The corporation also said there are no plans to increase the pump price of fuel.
The corporation’s position was made known in a statement signed by Mr. Ndu Ughamadu, Group General Manager, Group Public Affairs Division of the NNPC.
The corporation described as unfortunate a statement issued by DAPPMA in which the association blamed the NNPC for the shortage.
“NNPC wishes to affirm that it has supplied appreciable volume to DAPPMA, Major Marketers Association of Nigeria (MOMAN) and Independent Petroleum Marketers Association of Nigeria (IPMAN) to rid the challenges currently being experienced in the supply and distribution of petroleum products in the country.”
“NNPC regrets that DAPPMA, which members had taken receipts of products from Petroleum Products Marketing Company (PPMC), a subsidiary of NNPC, and owe the company to the tune of N26.7billion as at December 21, 2017, has the audacity to indict NNPC unjustifiably,” the statement said.

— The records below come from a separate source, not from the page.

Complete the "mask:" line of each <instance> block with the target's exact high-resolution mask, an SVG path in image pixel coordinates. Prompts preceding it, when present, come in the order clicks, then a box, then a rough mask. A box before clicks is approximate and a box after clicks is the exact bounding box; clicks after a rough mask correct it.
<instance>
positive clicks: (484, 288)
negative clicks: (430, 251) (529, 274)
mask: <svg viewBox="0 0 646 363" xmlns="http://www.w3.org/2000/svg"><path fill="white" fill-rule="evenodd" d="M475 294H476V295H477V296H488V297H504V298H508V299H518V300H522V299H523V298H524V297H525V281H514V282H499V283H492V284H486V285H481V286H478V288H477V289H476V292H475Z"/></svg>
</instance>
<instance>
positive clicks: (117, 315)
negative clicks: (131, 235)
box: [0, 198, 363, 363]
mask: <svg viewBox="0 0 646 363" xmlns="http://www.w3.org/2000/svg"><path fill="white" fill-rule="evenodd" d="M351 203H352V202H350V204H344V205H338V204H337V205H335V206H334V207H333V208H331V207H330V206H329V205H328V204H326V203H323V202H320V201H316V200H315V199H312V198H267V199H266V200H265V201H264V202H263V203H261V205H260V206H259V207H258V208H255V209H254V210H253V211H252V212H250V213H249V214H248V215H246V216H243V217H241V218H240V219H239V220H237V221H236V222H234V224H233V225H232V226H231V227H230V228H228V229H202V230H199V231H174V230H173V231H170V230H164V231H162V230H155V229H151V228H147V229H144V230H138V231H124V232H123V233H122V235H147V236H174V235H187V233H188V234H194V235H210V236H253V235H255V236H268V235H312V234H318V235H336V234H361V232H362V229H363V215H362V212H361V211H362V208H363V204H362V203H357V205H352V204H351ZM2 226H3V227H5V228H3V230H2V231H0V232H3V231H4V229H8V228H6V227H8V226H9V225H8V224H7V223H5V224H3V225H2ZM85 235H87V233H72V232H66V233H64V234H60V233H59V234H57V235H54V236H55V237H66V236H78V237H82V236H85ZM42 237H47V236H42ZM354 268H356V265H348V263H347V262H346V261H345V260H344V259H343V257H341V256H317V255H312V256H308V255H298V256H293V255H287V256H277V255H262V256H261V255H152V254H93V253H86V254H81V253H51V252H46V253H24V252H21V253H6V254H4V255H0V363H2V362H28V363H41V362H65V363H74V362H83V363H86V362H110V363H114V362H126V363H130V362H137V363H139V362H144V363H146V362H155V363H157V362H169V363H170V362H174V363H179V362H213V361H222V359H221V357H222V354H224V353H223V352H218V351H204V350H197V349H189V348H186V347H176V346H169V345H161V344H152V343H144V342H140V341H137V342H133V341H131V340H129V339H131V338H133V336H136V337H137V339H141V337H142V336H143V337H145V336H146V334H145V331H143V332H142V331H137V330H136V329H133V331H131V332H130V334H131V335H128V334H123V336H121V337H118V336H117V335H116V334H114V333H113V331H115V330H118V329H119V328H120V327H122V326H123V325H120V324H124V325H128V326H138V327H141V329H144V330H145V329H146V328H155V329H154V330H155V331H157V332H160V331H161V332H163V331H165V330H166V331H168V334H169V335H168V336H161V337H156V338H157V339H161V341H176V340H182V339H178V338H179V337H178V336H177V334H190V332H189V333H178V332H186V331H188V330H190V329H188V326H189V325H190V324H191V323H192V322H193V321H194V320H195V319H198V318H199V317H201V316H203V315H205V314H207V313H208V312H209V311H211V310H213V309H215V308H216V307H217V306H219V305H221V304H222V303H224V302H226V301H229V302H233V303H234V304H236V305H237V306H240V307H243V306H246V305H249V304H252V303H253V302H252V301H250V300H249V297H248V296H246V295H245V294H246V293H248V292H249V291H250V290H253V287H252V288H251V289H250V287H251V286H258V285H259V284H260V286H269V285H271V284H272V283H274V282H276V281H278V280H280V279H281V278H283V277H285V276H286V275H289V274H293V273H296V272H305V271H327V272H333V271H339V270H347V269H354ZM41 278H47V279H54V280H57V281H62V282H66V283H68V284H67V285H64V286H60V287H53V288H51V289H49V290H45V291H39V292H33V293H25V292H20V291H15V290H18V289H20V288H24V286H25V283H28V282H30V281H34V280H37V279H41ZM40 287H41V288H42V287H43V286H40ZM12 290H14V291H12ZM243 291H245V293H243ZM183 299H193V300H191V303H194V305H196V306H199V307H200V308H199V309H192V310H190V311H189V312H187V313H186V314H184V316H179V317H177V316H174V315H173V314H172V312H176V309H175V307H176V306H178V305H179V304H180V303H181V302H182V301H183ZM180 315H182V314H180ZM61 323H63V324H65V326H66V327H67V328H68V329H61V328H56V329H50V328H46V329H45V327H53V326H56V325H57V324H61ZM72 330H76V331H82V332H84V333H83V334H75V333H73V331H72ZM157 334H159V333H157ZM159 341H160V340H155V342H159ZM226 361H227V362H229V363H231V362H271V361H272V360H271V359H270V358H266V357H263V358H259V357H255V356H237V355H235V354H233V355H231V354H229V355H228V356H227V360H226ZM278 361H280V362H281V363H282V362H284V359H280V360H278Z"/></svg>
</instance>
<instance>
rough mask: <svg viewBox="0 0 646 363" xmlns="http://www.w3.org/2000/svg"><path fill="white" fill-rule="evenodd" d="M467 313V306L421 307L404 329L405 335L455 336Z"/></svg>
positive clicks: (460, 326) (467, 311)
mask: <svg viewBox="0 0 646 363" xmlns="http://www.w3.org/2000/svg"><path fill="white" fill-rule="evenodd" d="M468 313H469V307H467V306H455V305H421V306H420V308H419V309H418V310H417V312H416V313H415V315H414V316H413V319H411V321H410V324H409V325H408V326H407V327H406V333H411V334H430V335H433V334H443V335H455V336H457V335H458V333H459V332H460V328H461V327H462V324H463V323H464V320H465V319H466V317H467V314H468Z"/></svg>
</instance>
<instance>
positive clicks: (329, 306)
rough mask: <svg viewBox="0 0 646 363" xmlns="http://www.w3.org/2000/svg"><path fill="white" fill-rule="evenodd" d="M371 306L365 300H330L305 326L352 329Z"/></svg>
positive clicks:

The corporation added that DAPPMA’s claim that the current hitches in product supply are occasioned by the inability of NNPC’s Direct Sale Direct Purchase (DSDP) partners to deliver on their business obligations is unfounded and self-indicting, as many of DAPPMA members patronize the DSDP international counterparts.
It added that despite the concession by the federal government to DAPPMA to obtain foreign exchange at an official rate of N305 per dollar for PMS import, DAPPMA members have not been able to fulfil their obligations, leaving NNPC as the sole supplier of PMS to the Nigerian market.
The NNPC assured Nigerians that despite the increase it effected in the supply of PMS this month, it will supply 1.2billion litres of the white products in January. This is about 40million litres per day. The country, added the NNPC, consumes between 27 million to 30 million litres per day.
It further stated that despite the current challenges, there are no plans to increase PMS pump price above N145/litre. The corporation stated that it will continue to maintain the ex-depot price of N133.28/litre, which guarantees that the pump price does not exceed the N145 per litre cap prescribed by the government.
“All stakeholders are implored to support the efforts of the government to bring a speedy end to the current fuel distribution challenges being experienced in parts of the country, as this is not the time to play the blame game,” the NNPC said.